I'm working at a company that uses three different Unices (Linux, Solaris and AIX) all with the same home directories/etc. They all use GNU coreutils (thankfully!), but it's still "interesting" trying to work around various issues. We connect to them by running an X server (Exceed On Demand) on our (Windows) desktops and using xterm, or sshing from another machine from an existing xterm window (there are other methods too but I don't currently use them so I'll leave them out for now).

In particular, I had issues on Solaris with the backspace key. It would work in bash but just print ^H in some other applications (especially readline-based things).

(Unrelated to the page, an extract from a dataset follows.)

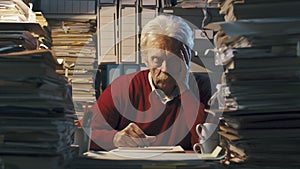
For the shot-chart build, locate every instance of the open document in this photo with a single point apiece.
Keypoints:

I'm currently using the solution of having stty erase ^H in my ~/.profile and the following in my ~/.Xdefaults:

*VT100.Translations: #override \
              <Key>BackSpace: string(0x08)\n

This seems to work most of the time but is perhaps not desirable since I'm explicitly setting the backspace key to something that might not be the default/preferred on each platform. In particular, I often get messages when using reset reminding me that I've set erase to ^H, and very occasionally through a series of circumstances that I haven't yet been able to figure out everything breaks again; perhaps things will work in readline-based apps but not in bash; and I'll have to type reset to get everything back to normal.

These issues lead me to believe that this might not be the preferred way of doing this. Does anyone have any improvement over this situation?


Some applications are hardcoded to expect a given erase character, and there's not much you can do with those.

But addressing the comment

I'm more wondering if I should be doing something else to try to get the backspace sent my xterm to match the default backspace expected by the TTY device.

you could set the ptyInitialErase resource:

If "true", xterm will use the pseudo-terminal's sense of the stty erase value. If "false", xterm will set the stty erase value to match its own configuration, using the kb string from the termcap entry as a reference, if available. In either case, the result is applied to the TERMCAP variable which xterm sets.

See also the ttyModes resource, which may override this. The default is "False".

But for making xterm act consistently, ttyModes works. Keep in mind that changing stty only tells the system what to expect. You can change the behavior of the backarrow (backspace) key using the ackarrowKey resource:

Specifies whether the backarrow key transmits a backspace (8) or delete (127) character. This corresponds to the DECBKM control sequence. A "true" value specifies backspace. The default is "True". Pressing the control key toggles this behavior.

  • I set ptyInitialErase and got rid of all stty commands that I could find, but I still get issues on Solaris. I have no ttyModes or VT100.Translations in my .Xdefaults any more, and I don't think there are any stty commands left. The output of stty on Sun shows erase as ^?, but if I type cat (in order to use the system's line discipline), I get ^H appearing on my terminal when I press backspace.